Il n’y a pas de signe distinctif pour le club auquel j’appartiens. Pas de blouson, pas de tatouage, pas de pendentif ou de couvre-chef particulier. Pas d’hymne, pas de blason, pas de devise. Rien ne nous distingue des autres, nous ne nous réunissons pas régulièrement pour parler de nos ressentis, de nos difficultés, de nos progrès. Nous nous croisons dans la rue sans nous reconnaître, nous arpentons les mêmes villes sans le savoir.
Nous ne nous réunissons qu’au gré de rencontres fortuites et éphémères. Qu’une soirée s’éternise, que le gros des troupes quitte la fête en chapelets qui s’égrainent et alors seulement nous nous identifions. Le club des gens qui ne veulent pas rentrer dormir. Le cercle des irrésolus, craignant de prononcer malgré eux les maudits mots qui termineront la soirée, éparpillant les convives, brisant l’instant de grâce, tranchant net l’éternité de ces échanges en petit comité au creux de la nuit.
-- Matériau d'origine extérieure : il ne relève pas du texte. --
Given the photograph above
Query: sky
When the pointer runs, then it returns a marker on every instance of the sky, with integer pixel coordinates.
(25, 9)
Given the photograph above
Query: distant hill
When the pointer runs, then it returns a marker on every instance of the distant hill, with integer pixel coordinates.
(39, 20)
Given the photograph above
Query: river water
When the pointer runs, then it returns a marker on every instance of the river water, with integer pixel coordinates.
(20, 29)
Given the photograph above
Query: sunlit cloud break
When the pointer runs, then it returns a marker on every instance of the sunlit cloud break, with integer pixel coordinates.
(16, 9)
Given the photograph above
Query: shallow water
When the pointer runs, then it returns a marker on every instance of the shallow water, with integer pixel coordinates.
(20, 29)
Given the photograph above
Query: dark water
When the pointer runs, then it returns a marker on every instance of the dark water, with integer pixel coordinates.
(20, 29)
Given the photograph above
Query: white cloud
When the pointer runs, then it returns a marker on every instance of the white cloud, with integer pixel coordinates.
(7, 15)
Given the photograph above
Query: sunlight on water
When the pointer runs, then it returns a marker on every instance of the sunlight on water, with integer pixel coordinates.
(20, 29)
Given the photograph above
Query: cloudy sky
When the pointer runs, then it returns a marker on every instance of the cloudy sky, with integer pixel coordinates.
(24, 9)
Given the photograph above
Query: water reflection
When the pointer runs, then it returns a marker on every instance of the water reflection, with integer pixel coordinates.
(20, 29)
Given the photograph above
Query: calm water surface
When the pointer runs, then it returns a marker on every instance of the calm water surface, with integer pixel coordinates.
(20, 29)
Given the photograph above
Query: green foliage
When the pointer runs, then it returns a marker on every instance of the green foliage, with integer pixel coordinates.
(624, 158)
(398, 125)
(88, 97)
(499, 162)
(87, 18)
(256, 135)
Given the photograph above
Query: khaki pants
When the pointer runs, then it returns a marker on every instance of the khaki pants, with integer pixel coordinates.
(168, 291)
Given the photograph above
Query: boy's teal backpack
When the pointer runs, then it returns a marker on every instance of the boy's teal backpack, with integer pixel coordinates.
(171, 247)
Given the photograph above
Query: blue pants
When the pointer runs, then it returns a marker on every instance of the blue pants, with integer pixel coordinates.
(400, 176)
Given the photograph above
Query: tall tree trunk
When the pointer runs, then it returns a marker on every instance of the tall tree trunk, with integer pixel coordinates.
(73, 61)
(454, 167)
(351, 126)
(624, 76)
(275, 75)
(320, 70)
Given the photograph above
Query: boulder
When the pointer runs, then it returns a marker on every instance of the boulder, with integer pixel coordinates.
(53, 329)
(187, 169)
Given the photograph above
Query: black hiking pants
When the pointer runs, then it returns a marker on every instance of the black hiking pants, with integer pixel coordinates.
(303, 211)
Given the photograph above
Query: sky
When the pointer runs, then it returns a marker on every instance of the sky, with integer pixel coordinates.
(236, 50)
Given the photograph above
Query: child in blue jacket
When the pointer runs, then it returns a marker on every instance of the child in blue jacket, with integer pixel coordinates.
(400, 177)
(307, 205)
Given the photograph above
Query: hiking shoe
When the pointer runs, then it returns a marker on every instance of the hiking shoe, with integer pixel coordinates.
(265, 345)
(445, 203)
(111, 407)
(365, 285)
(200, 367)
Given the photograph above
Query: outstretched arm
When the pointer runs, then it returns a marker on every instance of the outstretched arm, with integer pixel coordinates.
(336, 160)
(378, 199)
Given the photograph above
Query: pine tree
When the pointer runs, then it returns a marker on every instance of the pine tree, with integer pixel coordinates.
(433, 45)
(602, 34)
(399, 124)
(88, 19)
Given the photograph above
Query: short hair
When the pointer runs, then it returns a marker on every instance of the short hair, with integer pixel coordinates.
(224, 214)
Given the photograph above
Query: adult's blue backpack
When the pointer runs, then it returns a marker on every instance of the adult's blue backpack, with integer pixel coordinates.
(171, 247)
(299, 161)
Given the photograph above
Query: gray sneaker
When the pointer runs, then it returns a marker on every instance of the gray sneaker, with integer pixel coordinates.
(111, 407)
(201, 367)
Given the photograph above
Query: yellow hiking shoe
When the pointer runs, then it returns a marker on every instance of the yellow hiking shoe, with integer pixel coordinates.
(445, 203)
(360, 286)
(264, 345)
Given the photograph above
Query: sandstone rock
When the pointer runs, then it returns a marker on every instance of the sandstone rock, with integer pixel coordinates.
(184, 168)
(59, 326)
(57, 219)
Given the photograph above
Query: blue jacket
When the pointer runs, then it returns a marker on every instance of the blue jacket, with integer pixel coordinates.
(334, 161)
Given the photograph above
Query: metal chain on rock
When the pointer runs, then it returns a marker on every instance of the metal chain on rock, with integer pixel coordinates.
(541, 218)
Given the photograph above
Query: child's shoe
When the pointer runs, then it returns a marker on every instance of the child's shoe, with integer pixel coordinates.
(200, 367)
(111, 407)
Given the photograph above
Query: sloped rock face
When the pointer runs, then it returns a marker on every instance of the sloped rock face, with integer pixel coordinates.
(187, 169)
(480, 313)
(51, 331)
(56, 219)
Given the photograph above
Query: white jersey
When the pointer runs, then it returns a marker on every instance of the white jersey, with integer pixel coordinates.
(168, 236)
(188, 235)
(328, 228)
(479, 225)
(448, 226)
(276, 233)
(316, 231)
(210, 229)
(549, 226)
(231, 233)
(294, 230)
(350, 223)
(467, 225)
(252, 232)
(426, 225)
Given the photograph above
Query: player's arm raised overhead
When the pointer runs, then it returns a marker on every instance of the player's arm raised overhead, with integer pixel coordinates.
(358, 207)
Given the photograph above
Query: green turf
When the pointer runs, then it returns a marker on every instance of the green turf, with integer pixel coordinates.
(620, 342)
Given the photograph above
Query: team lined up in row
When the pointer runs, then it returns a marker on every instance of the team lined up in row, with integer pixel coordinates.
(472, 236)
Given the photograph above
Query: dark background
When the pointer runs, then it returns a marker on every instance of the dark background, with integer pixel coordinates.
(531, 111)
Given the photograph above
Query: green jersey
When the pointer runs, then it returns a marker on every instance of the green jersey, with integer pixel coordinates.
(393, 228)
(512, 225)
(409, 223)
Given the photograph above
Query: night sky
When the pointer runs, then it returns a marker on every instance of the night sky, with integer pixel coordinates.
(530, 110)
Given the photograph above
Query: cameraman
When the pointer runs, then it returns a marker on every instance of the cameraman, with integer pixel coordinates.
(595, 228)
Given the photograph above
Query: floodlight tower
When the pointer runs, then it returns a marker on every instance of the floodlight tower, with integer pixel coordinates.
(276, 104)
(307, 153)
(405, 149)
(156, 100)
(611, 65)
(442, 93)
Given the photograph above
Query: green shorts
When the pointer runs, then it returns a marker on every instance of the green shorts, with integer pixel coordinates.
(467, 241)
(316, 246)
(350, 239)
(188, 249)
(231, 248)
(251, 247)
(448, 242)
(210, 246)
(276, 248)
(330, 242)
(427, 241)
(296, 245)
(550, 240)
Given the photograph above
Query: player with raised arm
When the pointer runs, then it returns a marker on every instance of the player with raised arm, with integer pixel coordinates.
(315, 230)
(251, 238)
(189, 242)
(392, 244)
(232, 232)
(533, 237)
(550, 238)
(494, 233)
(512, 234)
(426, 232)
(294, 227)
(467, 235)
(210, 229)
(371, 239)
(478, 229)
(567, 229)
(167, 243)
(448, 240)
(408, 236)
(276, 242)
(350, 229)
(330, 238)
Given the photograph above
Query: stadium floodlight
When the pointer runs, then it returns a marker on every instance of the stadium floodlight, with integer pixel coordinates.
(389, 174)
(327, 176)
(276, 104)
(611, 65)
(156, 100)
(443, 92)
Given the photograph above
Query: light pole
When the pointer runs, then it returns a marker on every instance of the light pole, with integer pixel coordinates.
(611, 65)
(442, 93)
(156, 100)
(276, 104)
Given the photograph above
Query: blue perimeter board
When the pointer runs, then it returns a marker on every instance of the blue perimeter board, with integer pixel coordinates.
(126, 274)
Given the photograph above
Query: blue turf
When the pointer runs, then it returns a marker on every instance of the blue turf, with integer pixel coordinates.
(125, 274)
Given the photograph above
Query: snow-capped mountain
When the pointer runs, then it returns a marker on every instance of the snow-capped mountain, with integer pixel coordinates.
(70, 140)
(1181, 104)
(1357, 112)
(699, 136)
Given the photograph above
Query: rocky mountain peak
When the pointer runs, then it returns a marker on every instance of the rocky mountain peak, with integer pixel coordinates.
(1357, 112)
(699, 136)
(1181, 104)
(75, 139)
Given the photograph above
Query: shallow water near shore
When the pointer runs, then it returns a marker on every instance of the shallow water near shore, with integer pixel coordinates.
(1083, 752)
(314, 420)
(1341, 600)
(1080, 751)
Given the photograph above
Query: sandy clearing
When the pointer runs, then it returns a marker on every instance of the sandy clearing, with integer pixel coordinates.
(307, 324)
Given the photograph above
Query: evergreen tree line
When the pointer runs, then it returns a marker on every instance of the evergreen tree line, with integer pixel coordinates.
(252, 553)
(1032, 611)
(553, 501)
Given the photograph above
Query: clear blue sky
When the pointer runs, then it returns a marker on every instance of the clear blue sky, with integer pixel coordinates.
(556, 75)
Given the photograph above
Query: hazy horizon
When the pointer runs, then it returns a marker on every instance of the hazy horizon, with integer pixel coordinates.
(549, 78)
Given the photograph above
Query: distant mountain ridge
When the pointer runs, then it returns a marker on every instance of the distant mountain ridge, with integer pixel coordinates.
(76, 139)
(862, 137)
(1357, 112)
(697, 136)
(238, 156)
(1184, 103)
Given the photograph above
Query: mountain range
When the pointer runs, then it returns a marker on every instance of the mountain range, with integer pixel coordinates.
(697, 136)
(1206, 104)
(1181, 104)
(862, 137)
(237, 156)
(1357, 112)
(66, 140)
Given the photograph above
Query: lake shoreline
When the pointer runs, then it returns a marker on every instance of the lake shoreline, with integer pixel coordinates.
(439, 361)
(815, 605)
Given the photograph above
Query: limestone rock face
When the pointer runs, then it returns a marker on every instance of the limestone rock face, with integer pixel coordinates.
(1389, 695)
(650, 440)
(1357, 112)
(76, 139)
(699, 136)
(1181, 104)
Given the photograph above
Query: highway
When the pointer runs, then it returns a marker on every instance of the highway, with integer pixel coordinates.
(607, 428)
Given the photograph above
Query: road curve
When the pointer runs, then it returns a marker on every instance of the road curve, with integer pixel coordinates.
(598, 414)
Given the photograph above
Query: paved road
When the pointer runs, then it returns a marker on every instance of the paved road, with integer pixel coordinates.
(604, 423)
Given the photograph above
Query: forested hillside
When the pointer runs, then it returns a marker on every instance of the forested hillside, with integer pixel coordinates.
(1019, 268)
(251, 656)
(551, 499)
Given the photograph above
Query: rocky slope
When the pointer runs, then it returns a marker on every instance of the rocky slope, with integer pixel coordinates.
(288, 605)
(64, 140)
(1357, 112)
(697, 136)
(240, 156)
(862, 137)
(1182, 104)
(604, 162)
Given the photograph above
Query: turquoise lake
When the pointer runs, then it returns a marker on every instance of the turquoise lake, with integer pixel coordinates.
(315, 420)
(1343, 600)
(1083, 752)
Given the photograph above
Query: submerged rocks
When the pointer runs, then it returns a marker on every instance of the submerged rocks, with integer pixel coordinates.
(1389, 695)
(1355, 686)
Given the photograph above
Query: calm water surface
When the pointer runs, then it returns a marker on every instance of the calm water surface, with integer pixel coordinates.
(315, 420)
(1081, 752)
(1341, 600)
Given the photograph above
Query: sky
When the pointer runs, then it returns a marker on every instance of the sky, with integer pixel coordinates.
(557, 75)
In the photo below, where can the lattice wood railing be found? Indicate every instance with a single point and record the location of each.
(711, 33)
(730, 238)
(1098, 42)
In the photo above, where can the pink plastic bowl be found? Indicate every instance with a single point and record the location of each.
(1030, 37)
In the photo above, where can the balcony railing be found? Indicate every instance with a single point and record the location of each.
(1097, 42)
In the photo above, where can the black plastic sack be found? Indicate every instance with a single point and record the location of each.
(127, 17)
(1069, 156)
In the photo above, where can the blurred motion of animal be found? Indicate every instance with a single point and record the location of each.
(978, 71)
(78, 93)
Nous sentir vivants, ombres parlant, riant, chantant dans la ville endormie après la fermeture des bars, avec la lune comme seul éclairage. Les frissons au creux du ventre quand les murmures s’imposent ou s’oublient dans l’ivresse de l’instant qui gonfle les voix. Délicatesse pour des voisins moins chanceux que nous ou insouciance enfin retrouvée, reste la connivence en suspens, diluant efficacement les solitudes agrégées pour l’occasion. Jusqu’à ce que la petite bulle de désinvolture dans laquelle nous nous étions lovés éclate, toujours un peu trop tôt. Sur le chemin du retour, un sourire papillon prolonge cette réunion évanescente, qui sera déjà presque oubliée au matin.